Talk to Your Parents About Stress

How to Talk to Your Parents About Stress

If you’re feeling a bit stressed out, your parents can help. Although they did not grow up with the same pressures as you, such as social media and insane testing schedules, the adults in your life are a great source of support. Also keep in mind that although stress and anxiety can stick with you for a long time, there are techniques that can help you manage both (your parents can help you here, too!).

Talking to adults

Having to approach a parent or teacher about uncomfortable subjects can be scary. Don’t be afraid to let your mom or dad know that you need to talk. If you feel tired all the time, like everyday activities are just too hard to get through, or sick without reason, it might be time to talk.

KidsHealth.org is a good website to look at if you think you might need some advice on talking to your parents about stress or other difficult topics. It is not rude to start a conversation by explaining that something is weighing on your mind and that you just need them to listen. It’s also okay to ask for advice. Remember, even your parents need guidance sometimes, so no one is going to judge you for asking for a listening ear.

What do you need?

There is no single thing that all people need to keep stress away. When your stress causes you constant anxiety, it can kill your confidence and make you feel scared of failure, especially when it comes to how you’re doing in school.

A few things that may help (and things you should consider talking to your parents about) include:

  • Changing the way you eat.
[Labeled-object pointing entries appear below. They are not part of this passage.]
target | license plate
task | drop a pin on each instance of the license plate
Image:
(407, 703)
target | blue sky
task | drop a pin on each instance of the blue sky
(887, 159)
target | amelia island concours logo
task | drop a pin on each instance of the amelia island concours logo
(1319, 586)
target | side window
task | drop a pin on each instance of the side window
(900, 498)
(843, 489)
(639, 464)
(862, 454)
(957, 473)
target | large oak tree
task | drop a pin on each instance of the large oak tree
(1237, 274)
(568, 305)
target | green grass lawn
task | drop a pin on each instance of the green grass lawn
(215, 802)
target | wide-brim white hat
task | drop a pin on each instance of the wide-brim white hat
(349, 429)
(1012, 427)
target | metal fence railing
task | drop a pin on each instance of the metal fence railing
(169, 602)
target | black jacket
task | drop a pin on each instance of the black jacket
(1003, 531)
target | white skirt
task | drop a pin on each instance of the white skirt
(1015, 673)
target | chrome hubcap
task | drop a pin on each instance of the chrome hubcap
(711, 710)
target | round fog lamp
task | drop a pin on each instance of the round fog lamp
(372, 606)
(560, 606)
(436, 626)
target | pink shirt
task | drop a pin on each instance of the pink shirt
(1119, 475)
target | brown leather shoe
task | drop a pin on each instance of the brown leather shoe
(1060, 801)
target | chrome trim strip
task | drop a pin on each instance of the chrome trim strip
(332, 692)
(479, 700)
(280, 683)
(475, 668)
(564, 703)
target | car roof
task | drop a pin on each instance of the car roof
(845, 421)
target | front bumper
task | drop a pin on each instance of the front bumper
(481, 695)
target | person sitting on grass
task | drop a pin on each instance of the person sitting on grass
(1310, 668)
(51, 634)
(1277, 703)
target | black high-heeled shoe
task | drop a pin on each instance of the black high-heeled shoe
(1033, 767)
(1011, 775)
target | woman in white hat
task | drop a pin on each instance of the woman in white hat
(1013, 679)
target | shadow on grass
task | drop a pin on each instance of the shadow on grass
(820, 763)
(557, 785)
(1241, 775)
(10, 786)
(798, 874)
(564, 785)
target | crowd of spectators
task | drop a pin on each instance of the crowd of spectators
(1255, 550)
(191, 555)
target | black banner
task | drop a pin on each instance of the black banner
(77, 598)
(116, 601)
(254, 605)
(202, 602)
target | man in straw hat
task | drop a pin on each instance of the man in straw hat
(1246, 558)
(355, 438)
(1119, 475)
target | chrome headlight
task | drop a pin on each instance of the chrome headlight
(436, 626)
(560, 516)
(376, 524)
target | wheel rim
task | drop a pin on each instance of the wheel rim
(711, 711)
French fries might be tasty, but anything you get from a drive-through isn’t going to be good for your body. When you eat, your food goes into your gut, which has the task of separating the vitamins and minerals from the stuff that doesn’t contribute to your health. And believe it or not, there is a little world just behind your belly button that affects everything from weight to the chemicals in your brain that make you feel happy or sad. Ask your parents about helping you eat more foods that promote gut health or taking a supplement that contains probiotics.
  • Exercising. When you were in elementary school, you went outside for recess every day, but the older you get, the more you probably just want to chill out on the couch with your video games. Fortnite and Minecraft are fun, but they don’t help your body and brain work the way they should. Doctors from the Mayo Clinic note that exercise can boost your brain’s production of feel-good endorphins (hormones that make you happy) and can ease stress.
  • Having too much to do. Sometimes, adults think that the best thing for their kids is to stay busy. There’s nothing wrong with taking martial arts or playing soccer after school, but sometimes, all of this extra activity is just too much. Not getting done with baseball practice until 10 o’clock at night and then still having to do homework and eat dinner isn’t good for anyone.
  • Spending more time with your family. There are a lot of scientific reasons that you should spend more time with the people you love, and if you’ve been feeling like time around the dinner table makes you happy, you’re probably right. Activities like eating dinner together, playing games, and doing crafts with your family help you bond. These activities also give you a great chance to talk to them about everything that’s going on during the day while you are at school.

There are a lot of things you can do to make stress go away, but there are also things that you’re going to need help with. Talk to your parents or a trusted teacher about things you can do, like eating different foods and taking some activities off your plate. You may find that simple changes to your day can make you feel a whole lot better.